Такие же капли падали сейчас, наверное, и в воду озера. Оно кипело от них тонкими фонтанчиками брызг. А по берегам его так же, как много дней назад, влажно блестел розовый пружинящий песок. Но никто уже не подбежит к нему гам, не крикнет: «Догони, Максим!» И пальцы, нацелившиеся было на сектор «Озеро», скользнули по щитку вниз…
Через несколько минут он опустился к вилле с чайкой и высадился у куста сирени. Куст был в цвету, и щемящий аромат Земли плыл в тихом предвечернем воздухе чужого мира. Он подошел к нему вплотную, зарылся лицом в тяжелые махровые кисти. Потом открыл дверь и прошел прямо в столовую.
Здесь все было прежним. Сохранились даже сделанные Мионой надписи на русском языке. Он сел за стол, попросил стакан соку.
— Будь здорова, Ми!
В ответ лишь глухой шум прибоя.
Он медленно ел, уминая все подряд, что выставит перед ним автомат. Потом долго сидел, уронив голову на руки, отдавшись воспоминаниям, какие набегали и гасли, как шумящий за стенами прибой, и в каких не было уже прежней боли, а была лишь большая, глубокая печаль.
Потом, уже засыпая на ходу, он прошел в шестигранную гостиную, кое-как разделся и, бросив одежду прямо на пол, повалился на голую кушетку. Но уснуть не успел. Входная стена виллы вдруг раскрылась, и в комнату вкатил оранжевый автомат. Волна густого, до боли знакомого аромата будто накрыла Максима с головой. Он невольно приподнялся. Робот подплыл к самой кушетке и вывалил перед ним целую охапку астийских эдельвейсов.
Внутри автомата что-то щелкнуло:
— Командир корабля желает землянину доброй ночи и просит принять эти цветы.

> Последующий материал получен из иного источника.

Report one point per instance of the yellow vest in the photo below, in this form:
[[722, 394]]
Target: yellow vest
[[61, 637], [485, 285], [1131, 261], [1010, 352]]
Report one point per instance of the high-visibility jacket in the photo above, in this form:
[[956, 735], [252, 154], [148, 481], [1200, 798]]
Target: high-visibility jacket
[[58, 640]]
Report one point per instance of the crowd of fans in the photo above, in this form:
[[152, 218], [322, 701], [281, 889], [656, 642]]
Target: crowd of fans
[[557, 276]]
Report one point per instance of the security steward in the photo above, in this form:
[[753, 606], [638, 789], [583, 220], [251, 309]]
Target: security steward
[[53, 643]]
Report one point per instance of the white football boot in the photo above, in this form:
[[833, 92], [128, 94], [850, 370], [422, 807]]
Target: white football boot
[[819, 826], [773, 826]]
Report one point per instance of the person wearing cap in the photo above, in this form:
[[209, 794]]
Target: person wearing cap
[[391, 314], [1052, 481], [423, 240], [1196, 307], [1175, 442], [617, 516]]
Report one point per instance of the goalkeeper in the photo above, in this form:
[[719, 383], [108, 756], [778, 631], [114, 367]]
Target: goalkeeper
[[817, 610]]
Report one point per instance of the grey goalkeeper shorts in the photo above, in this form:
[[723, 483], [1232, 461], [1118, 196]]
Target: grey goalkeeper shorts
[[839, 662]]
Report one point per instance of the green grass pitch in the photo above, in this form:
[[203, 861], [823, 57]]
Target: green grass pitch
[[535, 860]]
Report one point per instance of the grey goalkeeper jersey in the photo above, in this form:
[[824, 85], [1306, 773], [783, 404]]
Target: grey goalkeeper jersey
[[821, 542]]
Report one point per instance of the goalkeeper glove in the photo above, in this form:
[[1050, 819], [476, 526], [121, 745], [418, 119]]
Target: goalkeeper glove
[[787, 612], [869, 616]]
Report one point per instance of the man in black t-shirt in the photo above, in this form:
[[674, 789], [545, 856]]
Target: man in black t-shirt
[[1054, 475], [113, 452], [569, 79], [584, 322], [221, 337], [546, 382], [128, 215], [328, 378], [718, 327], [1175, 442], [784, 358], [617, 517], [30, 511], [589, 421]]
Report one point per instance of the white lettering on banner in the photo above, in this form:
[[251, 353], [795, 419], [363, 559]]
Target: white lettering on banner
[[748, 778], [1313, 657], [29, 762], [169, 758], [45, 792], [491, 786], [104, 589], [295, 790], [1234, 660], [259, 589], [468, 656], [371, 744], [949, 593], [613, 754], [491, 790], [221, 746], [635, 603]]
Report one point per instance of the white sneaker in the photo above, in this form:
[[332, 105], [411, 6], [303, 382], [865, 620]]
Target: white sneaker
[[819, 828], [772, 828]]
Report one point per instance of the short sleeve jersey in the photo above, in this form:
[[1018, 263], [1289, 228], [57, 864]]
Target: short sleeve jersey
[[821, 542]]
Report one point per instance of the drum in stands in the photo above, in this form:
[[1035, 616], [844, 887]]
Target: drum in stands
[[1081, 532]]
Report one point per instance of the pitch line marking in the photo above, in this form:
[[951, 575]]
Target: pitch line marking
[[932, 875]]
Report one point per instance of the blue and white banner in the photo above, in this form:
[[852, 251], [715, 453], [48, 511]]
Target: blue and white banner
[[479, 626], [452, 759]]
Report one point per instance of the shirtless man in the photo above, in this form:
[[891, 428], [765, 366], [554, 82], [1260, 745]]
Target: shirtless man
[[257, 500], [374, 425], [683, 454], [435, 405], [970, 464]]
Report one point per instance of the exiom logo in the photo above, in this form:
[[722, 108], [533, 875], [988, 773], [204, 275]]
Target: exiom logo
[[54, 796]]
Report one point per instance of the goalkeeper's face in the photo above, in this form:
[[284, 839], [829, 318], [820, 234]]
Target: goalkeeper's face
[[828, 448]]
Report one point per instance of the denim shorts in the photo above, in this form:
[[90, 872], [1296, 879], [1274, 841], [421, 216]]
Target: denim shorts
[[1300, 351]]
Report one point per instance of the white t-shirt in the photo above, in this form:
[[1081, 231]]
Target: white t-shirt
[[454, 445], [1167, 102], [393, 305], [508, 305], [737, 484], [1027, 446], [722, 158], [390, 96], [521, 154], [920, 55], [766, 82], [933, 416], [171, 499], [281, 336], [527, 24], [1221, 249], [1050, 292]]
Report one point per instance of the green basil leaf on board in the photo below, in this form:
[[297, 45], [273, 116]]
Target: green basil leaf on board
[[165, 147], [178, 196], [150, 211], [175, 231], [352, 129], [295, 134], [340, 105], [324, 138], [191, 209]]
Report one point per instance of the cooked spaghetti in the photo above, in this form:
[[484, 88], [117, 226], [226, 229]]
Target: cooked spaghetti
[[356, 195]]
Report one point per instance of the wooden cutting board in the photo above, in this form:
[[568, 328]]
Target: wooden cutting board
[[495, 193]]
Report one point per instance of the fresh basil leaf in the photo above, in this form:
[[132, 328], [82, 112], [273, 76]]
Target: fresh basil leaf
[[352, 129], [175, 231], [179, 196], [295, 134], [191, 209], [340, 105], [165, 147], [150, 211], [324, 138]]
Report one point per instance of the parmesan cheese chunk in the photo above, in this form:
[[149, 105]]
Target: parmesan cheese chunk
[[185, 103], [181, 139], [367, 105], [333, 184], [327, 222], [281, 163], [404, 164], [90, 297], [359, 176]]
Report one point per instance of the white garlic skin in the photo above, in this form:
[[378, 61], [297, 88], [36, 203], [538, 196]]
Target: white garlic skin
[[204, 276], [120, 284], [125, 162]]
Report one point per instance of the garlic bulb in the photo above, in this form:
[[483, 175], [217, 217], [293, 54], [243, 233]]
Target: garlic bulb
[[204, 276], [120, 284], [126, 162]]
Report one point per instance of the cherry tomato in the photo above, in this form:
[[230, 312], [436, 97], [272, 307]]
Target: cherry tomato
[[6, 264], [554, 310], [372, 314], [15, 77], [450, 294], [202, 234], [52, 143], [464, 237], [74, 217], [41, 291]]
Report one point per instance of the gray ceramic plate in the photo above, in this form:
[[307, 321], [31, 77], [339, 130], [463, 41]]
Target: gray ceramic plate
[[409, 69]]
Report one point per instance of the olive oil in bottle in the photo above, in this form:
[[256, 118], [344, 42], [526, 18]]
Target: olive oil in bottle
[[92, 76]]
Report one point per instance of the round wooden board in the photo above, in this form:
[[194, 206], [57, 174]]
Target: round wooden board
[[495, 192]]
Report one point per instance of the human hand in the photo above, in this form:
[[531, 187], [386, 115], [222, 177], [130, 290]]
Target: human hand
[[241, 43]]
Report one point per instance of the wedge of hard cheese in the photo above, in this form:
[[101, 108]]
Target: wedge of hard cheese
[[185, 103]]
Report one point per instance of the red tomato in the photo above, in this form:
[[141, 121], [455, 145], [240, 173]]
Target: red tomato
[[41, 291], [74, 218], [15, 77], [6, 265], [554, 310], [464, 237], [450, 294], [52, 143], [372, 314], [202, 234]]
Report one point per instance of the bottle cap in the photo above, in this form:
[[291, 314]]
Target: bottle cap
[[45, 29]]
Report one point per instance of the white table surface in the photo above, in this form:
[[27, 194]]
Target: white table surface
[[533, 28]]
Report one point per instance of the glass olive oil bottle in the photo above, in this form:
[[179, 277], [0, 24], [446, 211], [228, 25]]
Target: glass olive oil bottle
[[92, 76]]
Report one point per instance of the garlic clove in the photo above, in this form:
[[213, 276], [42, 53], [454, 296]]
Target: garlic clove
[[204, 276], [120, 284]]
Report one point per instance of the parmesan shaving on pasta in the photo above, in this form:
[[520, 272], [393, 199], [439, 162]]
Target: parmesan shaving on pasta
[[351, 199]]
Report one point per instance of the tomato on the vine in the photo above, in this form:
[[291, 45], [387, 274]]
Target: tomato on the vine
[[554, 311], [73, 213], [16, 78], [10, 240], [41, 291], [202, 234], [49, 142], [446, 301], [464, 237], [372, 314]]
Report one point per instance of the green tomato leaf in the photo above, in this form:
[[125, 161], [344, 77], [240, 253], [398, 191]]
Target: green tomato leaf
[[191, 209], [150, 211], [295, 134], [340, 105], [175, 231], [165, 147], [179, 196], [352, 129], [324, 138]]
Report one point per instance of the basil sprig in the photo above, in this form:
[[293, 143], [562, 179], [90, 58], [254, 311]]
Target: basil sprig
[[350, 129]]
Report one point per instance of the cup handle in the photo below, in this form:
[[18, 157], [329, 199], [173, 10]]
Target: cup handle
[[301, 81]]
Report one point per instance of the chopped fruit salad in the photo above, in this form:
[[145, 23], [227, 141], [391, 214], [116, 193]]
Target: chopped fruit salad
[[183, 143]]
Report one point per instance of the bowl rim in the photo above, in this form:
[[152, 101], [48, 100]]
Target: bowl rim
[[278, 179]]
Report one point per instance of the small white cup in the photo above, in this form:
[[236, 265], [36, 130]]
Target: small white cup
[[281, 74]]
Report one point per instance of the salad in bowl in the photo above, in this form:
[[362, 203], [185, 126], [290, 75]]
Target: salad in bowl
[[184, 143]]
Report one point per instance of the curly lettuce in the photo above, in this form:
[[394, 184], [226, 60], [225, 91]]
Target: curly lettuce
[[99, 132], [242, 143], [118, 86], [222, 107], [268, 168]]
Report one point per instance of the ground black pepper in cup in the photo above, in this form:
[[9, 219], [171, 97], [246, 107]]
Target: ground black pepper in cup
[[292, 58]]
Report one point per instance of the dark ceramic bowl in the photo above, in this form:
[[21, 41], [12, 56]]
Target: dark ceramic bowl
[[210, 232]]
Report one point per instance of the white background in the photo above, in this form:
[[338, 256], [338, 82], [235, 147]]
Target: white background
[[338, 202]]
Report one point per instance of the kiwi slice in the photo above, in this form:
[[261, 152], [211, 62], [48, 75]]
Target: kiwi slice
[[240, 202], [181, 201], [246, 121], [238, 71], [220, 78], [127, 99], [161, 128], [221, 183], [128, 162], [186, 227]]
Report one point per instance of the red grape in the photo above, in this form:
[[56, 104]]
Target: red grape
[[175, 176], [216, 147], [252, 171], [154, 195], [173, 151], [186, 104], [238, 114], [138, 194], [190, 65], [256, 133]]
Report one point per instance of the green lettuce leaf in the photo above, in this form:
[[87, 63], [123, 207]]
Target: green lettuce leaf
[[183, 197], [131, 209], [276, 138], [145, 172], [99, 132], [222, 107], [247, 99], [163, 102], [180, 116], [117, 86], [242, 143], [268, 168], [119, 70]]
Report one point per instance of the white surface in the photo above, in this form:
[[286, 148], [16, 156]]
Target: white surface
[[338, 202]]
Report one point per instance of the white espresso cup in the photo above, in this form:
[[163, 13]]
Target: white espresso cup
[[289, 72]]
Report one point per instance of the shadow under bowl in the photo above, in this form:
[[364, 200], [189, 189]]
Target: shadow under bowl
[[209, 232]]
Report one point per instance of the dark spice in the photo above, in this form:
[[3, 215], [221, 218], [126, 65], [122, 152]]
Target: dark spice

— Спасибо, старина. Передай командиру — спасибо! Или постой! — Максим соскочил с кушетки и, выбравшись наружу, выломал несколько веток сирени:
— Возьми это, передай командиру и скажи, что землянин искренне желает ему большого настоящего счастья.
Робот послушно подхватил цветы, и через секунду фонарик его скрылся за поворотом серпантина. Максим сел на верхнюю ступеньку лестницы и, поёживаясь от ночного ветерка, долго ещё смотрел на белеющий во тьме куст разросшегося аулоро…
А наутро, едва он успел искупаться в море и привести себя в порядок, к нему снова вплыл оранжевый автомат:
— Командир просит землянина пройти к нему. Если землянин не очень занят.
Максим натянул рубаху, поспешно пригладил волосы:
— Я готов.
— Тогда следуйте за мной! — отчеканил робот.
К удивлению Максима, на этот раз автомат повел его совсем в другую часть Дворца и остановился в просторном зале, сплошь задрапированном голубовато-зеленой тканью. Максим знал уже, что так оформлялись личные апартаменты Этаны.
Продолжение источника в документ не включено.